‘When I have the advantage of truth on my side, well enough; but when I have not truth with me I can never make the worse cause appear the better.’
‘And how is that? Who is the judge?’
‘My wife.’
Ischomachus’ home, at least, is no doll’s-house. His wife is as far removed from the humble drudge with whom the ordinary Athenian was familiar as she is from the painted odalisque who to the Ionian was the ideal of the perfect woman.
X.—Aristophanes
The work of Aristophanes is a pendant to that of Euripides, and is often inspired by a much more serious purpose than is commonly supposed. Aristophanes is no mere vulgar buffoon, and most of his obscenity is an empty parade made necessary by the conditions of the Attic stage which Aristophanes himself in the course of his career rendered obsolete. He was a member of the Socratic Circle (the famous Symposium ends with Socrates expounding to Agathon and Aristophanes the nature of tragedy and comedy, and explaining the essential similarity of their functions), and in his early manhood he fell under the spell of the great tragedian. Of all his comedies there is hardly one which in language, music, and dramatic technique does not reveal the intimate harmony that exists between the two men. Aristophanes and Euripides, like our Shelley, were born to be lyric poets, and they both possess the divine gift of melody. But they were interested in so many other things, in politics, in feminism, and in social reform, that art with them often takes the second place. As men they are incomparably greater than such self-centred poets as Sophocles; as artists they neither aim at nor achieve his academic perfection. Their methods are curiously alike, and it is because Aristophanes knows Euripides so well, and is in such intimate sympathy with him, that the constant parody of the Euripidean style in the comedies never becomes wearisome.

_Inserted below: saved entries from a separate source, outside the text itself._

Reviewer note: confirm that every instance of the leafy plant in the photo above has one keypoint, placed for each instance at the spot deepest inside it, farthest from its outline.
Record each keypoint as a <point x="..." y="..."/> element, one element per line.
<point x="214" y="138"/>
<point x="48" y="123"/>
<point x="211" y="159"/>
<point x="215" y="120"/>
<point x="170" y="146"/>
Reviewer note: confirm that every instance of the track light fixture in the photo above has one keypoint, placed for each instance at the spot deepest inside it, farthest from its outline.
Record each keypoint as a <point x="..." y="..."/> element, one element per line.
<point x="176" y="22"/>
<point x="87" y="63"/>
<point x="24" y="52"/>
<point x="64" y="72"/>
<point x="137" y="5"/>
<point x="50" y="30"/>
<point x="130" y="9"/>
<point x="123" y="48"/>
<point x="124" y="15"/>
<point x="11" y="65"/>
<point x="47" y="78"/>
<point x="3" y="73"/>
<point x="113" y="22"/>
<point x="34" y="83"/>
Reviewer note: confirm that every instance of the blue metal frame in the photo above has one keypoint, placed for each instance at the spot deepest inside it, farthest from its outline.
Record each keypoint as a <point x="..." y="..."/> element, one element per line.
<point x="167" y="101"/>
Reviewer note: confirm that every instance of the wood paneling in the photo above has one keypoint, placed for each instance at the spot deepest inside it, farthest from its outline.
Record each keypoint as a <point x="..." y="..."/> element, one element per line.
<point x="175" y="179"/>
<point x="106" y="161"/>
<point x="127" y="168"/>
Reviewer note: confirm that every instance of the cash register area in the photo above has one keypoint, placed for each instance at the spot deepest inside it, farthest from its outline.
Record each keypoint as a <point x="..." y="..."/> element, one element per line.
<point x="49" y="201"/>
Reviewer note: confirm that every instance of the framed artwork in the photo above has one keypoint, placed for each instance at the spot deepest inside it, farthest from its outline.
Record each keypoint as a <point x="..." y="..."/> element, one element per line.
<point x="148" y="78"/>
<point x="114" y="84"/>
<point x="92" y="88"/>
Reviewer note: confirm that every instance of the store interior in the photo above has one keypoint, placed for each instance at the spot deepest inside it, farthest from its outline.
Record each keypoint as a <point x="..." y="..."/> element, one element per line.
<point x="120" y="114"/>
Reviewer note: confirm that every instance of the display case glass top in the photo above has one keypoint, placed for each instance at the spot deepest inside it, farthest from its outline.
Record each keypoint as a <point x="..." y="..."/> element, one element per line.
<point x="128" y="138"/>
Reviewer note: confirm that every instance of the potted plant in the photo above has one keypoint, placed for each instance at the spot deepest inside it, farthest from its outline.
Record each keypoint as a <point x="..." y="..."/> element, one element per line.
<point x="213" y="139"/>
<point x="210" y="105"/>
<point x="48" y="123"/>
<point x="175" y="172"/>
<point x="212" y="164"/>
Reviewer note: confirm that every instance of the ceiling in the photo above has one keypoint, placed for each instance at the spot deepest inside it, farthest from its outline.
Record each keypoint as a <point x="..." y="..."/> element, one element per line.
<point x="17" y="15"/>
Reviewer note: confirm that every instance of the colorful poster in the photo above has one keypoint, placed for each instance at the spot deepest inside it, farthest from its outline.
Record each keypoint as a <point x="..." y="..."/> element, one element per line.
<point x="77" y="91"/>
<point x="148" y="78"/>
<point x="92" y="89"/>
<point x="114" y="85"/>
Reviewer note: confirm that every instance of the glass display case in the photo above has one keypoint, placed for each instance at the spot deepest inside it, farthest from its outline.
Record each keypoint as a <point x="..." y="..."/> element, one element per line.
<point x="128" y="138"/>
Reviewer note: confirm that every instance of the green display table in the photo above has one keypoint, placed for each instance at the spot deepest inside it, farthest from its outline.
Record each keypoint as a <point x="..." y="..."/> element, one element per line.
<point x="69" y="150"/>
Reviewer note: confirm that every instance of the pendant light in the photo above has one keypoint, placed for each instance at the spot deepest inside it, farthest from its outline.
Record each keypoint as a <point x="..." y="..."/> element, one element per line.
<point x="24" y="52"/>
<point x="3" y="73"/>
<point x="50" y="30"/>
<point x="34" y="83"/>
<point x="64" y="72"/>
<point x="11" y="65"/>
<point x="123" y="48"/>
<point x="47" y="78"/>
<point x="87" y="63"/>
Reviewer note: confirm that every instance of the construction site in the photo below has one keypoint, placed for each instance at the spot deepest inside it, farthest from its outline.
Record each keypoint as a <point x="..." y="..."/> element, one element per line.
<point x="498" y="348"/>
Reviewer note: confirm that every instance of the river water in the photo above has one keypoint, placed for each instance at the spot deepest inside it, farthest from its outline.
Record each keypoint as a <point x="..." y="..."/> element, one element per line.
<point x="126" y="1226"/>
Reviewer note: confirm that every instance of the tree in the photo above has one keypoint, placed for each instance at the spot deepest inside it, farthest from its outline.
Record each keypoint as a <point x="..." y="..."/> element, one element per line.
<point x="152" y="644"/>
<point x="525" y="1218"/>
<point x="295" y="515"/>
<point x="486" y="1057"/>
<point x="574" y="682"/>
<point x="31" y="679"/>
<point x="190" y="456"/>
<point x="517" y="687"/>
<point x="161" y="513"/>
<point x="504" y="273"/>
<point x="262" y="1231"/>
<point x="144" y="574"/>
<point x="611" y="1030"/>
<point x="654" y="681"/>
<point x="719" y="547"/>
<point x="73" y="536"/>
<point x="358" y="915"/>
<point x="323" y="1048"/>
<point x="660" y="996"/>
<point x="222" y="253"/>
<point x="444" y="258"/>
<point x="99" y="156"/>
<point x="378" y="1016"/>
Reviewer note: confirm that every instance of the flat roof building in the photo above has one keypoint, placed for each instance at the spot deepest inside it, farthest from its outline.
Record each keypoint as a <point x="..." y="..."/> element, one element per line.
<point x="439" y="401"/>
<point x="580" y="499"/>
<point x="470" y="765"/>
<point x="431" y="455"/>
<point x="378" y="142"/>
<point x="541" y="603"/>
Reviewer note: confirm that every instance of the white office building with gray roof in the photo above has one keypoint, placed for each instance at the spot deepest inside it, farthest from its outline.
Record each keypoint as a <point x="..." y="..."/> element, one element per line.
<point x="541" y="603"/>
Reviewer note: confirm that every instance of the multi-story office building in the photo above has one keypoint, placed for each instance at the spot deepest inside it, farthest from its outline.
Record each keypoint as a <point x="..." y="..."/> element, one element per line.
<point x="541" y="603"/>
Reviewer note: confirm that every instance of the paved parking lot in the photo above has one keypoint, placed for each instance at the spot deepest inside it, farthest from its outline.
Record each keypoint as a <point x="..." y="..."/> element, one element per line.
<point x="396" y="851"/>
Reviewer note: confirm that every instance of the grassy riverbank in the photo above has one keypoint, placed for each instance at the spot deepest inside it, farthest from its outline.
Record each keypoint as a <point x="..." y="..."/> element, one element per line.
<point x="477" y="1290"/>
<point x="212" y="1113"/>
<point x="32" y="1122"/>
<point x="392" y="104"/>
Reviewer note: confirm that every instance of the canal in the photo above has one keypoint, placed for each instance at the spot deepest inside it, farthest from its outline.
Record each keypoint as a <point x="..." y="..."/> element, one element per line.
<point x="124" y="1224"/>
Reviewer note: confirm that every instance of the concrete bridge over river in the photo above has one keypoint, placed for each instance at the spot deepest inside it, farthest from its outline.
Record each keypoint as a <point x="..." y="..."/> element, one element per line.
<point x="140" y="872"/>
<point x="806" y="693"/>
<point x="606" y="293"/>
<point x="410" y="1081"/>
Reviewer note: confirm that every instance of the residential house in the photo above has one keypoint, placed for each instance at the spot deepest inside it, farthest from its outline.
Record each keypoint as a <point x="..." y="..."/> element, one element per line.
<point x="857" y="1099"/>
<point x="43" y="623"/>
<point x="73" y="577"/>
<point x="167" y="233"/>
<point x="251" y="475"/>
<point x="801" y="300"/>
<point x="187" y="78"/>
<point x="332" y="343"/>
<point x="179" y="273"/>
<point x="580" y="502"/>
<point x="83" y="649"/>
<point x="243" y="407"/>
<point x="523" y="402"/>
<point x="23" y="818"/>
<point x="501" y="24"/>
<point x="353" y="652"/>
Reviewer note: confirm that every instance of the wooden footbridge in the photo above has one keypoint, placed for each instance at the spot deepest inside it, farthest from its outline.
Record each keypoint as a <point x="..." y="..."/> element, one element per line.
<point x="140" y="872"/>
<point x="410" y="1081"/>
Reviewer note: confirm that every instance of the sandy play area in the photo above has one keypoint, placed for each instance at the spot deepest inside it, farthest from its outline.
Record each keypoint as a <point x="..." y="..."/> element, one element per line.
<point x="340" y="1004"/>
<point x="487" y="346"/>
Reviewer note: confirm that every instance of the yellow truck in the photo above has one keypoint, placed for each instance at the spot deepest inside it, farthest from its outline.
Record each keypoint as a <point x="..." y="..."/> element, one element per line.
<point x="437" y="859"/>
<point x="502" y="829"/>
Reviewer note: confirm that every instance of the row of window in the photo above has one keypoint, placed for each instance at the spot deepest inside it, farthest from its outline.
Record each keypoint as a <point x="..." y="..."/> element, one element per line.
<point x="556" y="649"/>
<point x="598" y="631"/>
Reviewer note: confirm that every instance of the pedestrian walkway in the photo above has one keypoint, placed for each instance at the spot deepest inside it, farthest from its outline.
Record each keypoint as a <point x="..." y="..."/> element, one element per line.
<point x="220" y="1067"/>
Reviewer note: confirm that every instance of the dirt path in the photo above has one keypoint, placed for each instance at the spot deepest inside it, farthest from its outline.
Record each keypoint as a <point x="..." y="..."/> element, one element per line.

Parody, gross humour, indecency even, these were the qualities that a comic poet at Athens had necessarily to display, and Aristophanes, having chosen his medium of expression, is compelled to obey the restrictions of the comic stage. Moreover, it is obvious that he enjoys indulging his humour to the utmost. The wit of Euripides is restrained and ironical, with something of the bitterness of old age; Aristophanes in most of his plays has the exuberance of youthful spirits and an overflowing stock of fantastic inventions.
But a dramatist, even a comic dramatist, however fantastic and inventive his humour may be, must have some foundation of serious purpose, and that foundation Aristophanes takes very largely from Euripides. His three chief themes are the same as those of the tragedian: firstly, that war is a curse—it is useful perhaps for politicians and soldiers, but only brings disaster to real workers; secondly, that a belief in gods made in mortal shape is absurd—such a belief will certainly lead to farcical situations, which if treated realistically will be excellent material for a comic poet; thirdly, that women are as capable, intellectually and morally, as men—their experience of house-management especially fits them for carrying on the business of a State, and a feminist administration might solve many problems that have proved too hard for men. The first of these themes appears in the plot of the Acharnians, the Peace, and the Knights; the second in the Birds, the Frogs, and the Plutus; the feminist plays are the Women at the Festival, the Lysistrata, and the Women in Assembly.